Hacker News new | past | comments | ask | show | jobs | submit login
Recommending music on Spotify with deep learning (benanne.github.io)
140 points by benanne on Aug 5, 2014 | hide | past | favorite | 23 comments

This would be awesome. The one problem I've had with Spotify's radio service is only being able to pick up on genres and such. Many times I might like only 1 or 2 bands from a more obscure genre, but spotify radio does not understand this no matter how many songs I downvote.

In fact, my "starred" playlist radio is currently stuck on some kind of 80s metal thing. I have no idea how it got that way, but it refuses to play anything but metal, when that's not really what I like. If I make a copy of my starred playlist and make a radio from the new playlist, it reflects the actual songs at hand..

There's also the matter of unique bands that while fitting into a very wide genre, don't really fit into any widely known sub-genre. Meaning radio for the band is almost useless in many cases. There is the "related bands" bit which helps it a bit, but this only works with popular bands and still is very mismatched often times

I've had a similar experience. At one point the radio was 90% Childish Gambino despite only having one of his songs in my playlist

This is all great stuff. But until Spotify fixes some very low hanging fruit problems, such as not playing a song ever again if I click "don't like", I find it hard to believe they will use anything remotely complex as this.
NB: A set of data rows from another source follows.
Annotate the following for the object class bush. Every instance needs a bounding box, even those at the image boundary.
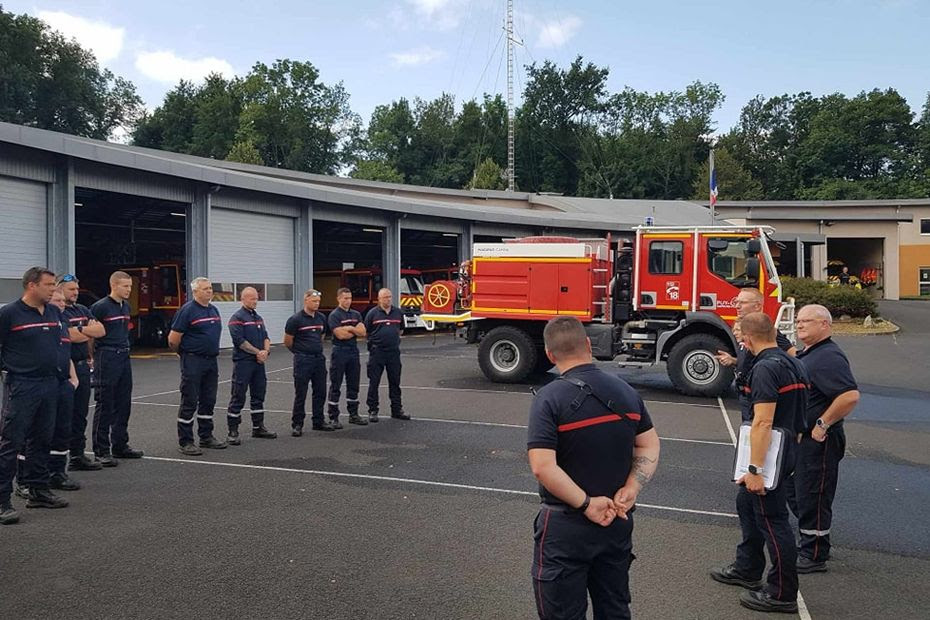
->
[781,276,878,318]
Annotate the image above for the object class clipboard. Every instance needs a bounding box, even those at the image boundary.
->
[733,422,786,491]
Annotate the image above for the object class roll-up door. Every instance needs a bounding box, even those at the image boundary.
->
[209,208,294,347]
[0,176,48,305]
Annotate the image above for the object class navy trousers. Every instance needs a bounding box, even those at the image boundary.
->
[291,353,326,427]
[0,376,59,503]
[94,349,132,457]
[366,347,404,413]
[788,427,846,562]
[226,360,268,431]
[178,353,219,446]
[532,505,635,620]
[328,345,362,420]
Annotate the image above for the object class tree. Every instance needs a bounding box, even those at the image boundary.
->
[465,157,507,189]
[691,147,762,200]
[0,6,142,139]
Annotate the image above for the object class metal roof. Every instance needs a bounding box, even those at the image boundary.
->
[0,122,709,231]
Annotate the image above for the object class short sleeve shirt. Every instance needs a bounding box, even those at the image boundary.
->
[171,300,223,357]
[62,304,94,362]
[798,338,859,431]
[365,306,404,351]
[327,308,362,349]
[526,364,653,504]
[90,295,132,349]
[749,347,810,434]
[228,306,268,362]
[284,310,327,355]
[0,299,63,378]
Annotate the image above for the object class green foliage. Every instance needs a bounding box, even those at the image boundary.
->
[0,6,142,139]
[465,157,507,189]
[349,159,404,183]
[781,276,878,319]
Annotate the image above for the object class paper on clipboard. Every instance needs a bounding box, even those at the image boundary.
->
[733,424,785,491]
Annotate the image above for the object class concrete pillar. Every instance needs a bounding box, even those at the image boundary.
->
[459,222,475,265]
[184,187,215,281]
[46,157,74,277]
[294,201,314,312]
[381,218,400,298]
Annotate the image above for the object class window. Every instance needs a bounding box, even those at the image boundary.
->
[236,282,266,301]
[649,241,684,274]
[707,237,748,286]
[267,283,294,301]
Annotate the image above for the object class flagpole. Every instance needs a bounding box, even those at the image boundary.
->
[707,149,717,226]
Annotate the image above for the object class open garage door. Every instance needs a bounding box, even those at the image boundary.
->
[210,208,294,347]
[0,176,48,305]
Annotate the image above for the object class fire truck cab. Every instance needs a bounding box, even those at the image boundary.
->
[423,226,794,396]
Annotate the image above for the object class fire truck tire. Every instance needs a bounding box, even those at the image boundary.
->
[478,326,538,383]
[668,334,733,396]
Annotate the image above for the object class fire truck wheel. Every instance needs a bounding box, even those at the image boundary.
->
[478,326,537,383]
[668,334,733,396]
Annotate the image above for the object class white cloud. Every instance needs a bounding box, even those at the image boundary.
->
[391,47,446,67]
[36,11,126,64]
[536,15,582,49]
[136,51,235,84]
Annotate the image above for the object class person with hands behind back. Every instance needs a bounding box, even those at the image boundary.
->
[710,312,810,613]
[527,316,659,619]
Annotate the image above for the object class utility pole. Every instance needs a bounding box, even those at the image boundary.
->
[506,0,515,192]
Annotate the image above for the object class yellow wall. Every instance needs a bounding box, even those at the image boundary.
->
[898,243,930,297]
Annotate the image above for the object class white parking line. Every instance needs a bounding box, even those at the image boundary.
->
[142,456,737,519]
[133,401,731,448]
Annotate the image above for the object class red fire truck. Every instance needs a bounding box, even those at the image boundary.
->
[423,226,794,395]
[313,267,425,328]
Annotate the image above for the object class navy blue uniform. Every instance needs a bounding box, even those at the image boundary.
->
[788,338,859,562]
[62,304,94,458]
[90,295,132,458]
[171,300,223,446]
[226,306,268,431]
[365,306,404,415]
[734,347,809,601]
[0,300,67,503]
[526,364,653,619]
[284,310,328,428]
[328,308,362,420]
[735,331,794,422]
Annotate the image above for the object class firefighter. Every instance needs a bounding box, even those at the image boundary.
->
[527,316,659,619]
[16,288,81,492]
[58,273,106,471]
[788,304,859,573]
[226,286,278,446]
[365,288,410,422]
[90,271,142,467]
[168,277,226,456]
[328,288,368,426]
[284,289,332,437]
[0,267,68,525]
[710,312,809,613]
[716,288,797,422]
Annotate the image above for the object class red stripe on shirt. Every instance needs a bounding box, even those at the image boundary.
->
[559,413,642,433]
[10,323,61,332]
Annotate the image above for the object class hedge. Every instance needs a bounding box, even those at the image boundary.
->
[781,276,878,319]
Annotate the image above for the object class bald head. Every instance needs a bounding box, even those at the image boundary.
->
[239,286,258,310]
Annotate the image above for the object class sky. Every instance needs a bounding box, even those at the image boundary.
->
[7,0,930,132]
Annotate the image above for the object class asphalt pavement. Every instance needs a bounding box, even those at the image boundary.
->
[0,322,930,620]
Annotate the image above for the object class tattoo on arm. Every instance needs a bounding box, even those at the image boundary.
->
[633,456,658,486]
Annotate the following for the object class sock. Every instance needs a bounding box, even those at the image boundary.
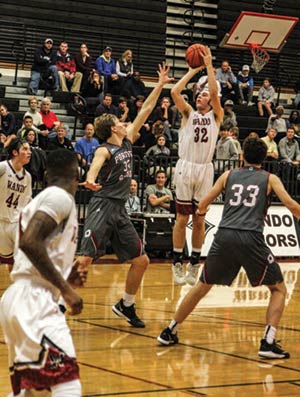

Well yes, but it is "just" an internship, in which you can do something else than the company is doing. I hope they eventually will use this work, after fixing the low hanging fruit.

This was my thought exactly. It seems like they're putting the cart before the horse a bit.

Great post! It was fun to see 4 tracks in the (first convolutional layer) filter 242 set that I recognized from my own 'ambient' Spotify playlists, and pretty impressive at the topmost layer as well. Loved that approach of looking at a few tracks that represented maximally or average activated filters.

Curious if you think the low-level features learned from the vector_exp latent factors are different from, say, unsupervised learning with sparse autoencoders? For example, are there phonemes associated with Chinese pop or Spanish rap that are learned at a low level, that the network might not learn with "unlabeled" data?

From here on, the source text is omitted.